The 250th anniversary of the founding of the United States is a moment to celebrate the ideals that gave birth to this country. But the anniversary also presents an opportunity to ask a difficult question: What does it mean to honor a nation founded on equality when its tax code continues to reinforce inequality?

Tax laws are often viewed as a technical collection of rates, deductions, and credits. In reality, they are one of the most powerful tools through which the nation decides who gets economic opportunity. The tax code deserves closer scrutiny — not simply as a mechanism for raising revenue, but as a tool that has helped drive racial wealth disparities for generations.

The connection between tax policy and racial injustice goes back to the nation’s founding. The Constitution linked taxation and political representation through the Three-Fifths Compromise, embedding racial hierarchy into the country’s governing framework. Enslaved Black people generated enormous wealth for white slaveholders, fueling the country’s economic growth while receiving none of the economic benefits.

From the country’s founding to the end of the Civil War, property taxes on Black slaves were the largest source of revenue for some state governments. At the end of the Civil War, lawmakers presented Black people with an opportunity for a more equitable foundation through the passage of the 13th, 14th, and 15th amendments. Yet all too soon the promise of “40 acres and a mule” was abandoned, denying formerly enslaved Black Americans the assets necessary to build generational wealth.

American history shows that celebration and injustice can coexist. The 150th anniversary of our founding, in 1926, occurred during the cultural pinnacle of the Harlem renaissance, even as Jim Crow segregation remained firmly entrenched. Black people in the South, with much less income, kept paying just as much taxes as their white counterparts, sometimes more, and contributed substantially to white-only schools while Black schools declined.

The 20th century brought federal policies that expanded prosperity, but not equally. During the New Deal, landmark programs such as Social Security and federally backed mortgages, which were supported by tax revenue from Black households, expanded economic opportunity for millions. But many Black workers and families were excluded from accessing these programs.

As a result of these and other realities, white households hold more than five times the wealth of Black households today. Taxes generate revenue for public goods that help all communities, including Black communities. Yet the tax code does too little to close the racial wealth gap, and in many ways deepens it.

Two of the most significant federal tax laws in recent decades have moved the country in the wrong direction. The “Tax Cuts and Jobs Act” of 2017 and the “One Big, Beautiful Bill Act” of 2025 delivered disproportionate benefits to wealthy households — 80 percent of TCJA’s benefits went to white households in 2018 alone. Rather than narrowing the racial wealth gap, these laws risk entrenching it further.

The path to a more equitable tax code is neither radical nor unprecedented.

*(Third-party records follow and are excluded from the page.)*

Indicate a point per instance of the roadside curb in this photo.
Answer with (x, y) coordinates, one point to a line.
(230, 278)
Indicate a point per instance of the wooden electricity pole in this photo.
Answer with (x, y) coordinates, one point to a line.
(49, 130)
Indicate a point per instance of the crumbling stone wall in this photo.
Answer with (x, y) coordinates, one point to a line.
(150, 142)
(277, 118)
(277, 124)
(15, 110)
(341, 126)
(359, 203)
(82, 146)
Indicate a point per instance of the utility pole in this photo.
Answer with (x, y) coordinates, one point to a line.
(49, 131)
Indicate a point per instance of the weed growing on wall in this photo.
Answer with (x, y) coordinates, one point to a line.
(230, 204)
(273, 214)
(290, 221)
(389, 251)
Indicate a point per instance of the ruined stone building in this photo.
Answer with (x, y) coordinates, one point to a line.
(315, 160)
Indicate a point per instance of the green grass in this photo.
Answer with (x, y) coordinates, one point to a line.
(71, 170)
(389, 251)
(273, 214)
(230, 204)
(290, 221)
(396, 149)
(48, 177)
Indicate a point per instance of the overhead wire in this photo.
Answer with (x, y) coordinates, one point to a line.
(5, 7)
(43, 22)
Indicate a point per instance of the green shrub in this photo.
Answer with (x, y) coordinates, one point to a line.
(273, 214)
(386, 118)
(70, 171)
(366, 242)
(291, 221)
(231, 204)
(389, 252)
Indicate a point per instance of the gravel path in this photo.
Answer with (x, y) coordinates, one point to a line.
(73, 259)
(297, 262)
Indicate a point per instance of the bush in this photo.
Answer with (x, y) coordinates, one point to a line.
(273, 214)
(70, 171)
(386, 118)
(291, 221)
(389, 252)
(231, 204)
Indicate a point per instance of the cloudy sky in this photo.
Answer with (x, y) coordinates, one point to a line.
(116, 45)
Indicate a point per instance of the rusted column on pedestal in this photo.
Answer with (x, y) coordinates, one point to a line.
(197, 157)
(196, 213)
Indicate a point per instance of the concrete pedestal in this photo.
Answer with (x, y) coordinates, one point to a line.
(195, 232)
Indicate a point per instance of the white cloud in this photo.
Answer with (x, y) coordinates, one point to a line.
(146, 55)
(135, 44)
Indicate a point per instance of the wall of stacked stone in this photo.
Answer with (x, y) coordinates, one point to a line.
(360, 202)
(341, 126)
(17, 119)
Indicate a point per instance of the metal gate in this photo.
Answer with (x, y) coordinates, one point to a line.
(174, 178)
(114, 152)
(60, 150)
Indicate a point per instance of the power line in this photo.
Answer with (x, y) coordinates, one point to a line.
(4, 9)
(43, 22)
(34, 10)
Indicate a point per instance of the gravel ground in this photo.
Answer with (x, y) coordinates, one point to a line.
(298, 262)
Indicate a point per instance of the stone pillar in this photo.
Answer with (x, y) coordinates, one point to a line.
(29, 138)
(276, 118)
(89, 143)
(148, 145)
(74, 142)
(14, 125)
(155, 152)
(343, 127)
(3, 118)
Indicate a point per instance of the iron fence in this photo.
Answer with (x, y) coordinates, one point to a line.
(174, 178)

Congress could narrow the gap between tax rates on investment income and wages, as was done during President Reagan’s administration, so that wealth is not systematically taxed at lower rates than work. Lawmakers could revisit inherited wealth provisions — like the stepped-up basis rule — that allow large estates to pass between generations largely untouched. And policymakers could establish a renter credit that extends the tax code’s wealth-building benefits to the disproportionate share of Black households who rent rather than own.

These are not sweeping redistributions. They are corrections and modest steps toward a tax code that stops compounding the inequities of the past.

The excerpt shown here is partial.